Deep it (« au fond ») est une réflexion bédéesque sur l’Intelligence Artificielle et la fin du monde, faisant « suite » à Deep Me. Plus profond que Carbone et Silicium (Bablet), avec un vocabulaire assez technique, le dessin va pourtant à l’essentiel, épuré. Mais, au fil des pages, Marc-Antoine Mathieu fait évoluer l’esthétisme de son œuvre, jouant sur des nuances de gris (non sans écho avec Larcenet), un graphisme pointilliste, mais aussi sur de longs zooms (vertige métaphysique) et une composition lénifiante. Jubilatoire !
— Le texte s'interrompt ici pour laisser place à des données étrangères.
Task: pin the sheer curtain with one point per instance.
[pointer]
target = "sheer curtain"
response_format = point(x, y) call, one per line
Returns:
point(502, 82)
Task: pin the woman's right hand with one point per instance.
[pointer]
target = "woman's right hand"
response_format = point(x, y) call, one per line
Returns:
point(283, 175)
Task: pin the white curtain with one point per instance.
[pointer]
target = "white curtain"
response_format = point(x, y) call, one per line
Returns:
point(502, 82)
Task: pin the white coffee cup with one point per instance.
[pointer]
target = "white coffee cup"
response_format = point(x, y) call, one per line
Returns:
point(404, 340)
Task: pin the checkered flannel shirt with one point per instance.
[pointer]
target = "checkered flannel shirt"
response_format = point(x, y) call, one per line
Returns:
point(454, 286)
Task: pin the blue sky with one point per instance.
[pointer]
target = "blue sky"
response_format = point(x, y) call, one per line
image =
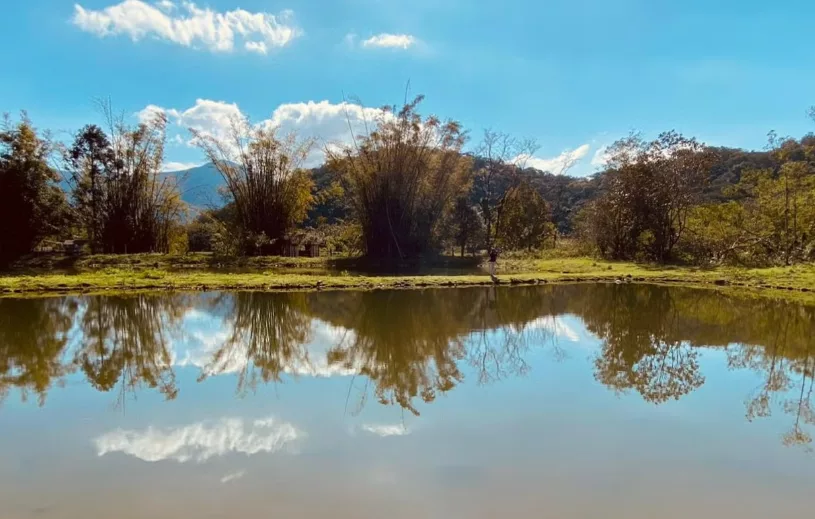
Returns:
point(575, 75)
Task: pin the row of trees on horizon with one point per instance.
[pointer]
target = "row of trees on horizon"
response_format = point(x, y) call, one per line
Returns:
point(404, 190)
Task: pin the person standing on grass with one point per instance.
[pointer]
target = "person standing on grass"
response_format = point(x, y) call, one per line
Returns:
point(493, 260)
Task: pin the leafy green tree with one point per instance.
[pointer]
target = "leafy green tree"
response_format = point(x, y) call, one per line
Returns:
point(89, 162)
point(467, 227)
point(527, 220)
point(402, 178)
point(32, 206)
point(650, 189)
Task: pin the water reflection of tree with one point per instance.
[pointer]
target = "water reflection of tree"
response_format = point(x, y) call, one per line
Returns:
point(652, 337)
point(642, 346)
point(505, 326)
point(268, 335)
point(409, 344)
point(406, 343)
point(127, 339)
point(785, 360)
point(33, 341)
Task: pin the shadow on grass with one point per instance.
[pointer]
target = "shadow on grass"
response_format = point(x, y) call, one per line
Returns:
point(68, 264)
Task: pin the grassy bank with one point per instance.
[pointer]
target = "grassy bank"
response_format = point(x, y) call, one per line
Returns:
point(95, 274)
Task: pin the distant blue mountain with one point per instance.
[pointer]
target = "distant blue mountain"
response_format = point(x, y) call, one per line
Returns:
point(199, 185)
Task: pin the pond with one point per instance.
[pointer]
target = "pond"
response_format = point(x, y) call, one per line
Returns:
point(563, 401)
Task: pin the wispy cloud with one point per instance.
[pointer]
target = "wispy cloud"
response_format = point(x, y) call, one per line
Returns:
point(171, 167)
point(233, 476)
point(386, 430)
point(329, 123)
point(200, 441)
point(190, 25)
point(556, 165)
point(390, 41)
point(601, 157)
Car, on connaît le talent de Marc-Antoine Mathieu pour l’illustration de concepts abstraits, de figures de style, comme en témoigne l’utilisation de ses BD en cours de français... C’est un explorateur de la BD, de ses formes narratives et plastiques (ce qui ne l’empêche pas de s’inspirer de ce qui existe déjà).
Je n’ai pas peur de dire que c’est un indispensable. Marc-Antoine Mathieu est l’un des rares à faire véritablement de la poésie et à donner aussi un sens philosophique à ses BD (sans faire une vulgaire biographie tirée d’une fiche Wikipédia par exemple). Son œuvre positive et sensible en a inspiré plus d’un...
...Quand est-ce qu’on lui accordera un grand prix à Angoulême ?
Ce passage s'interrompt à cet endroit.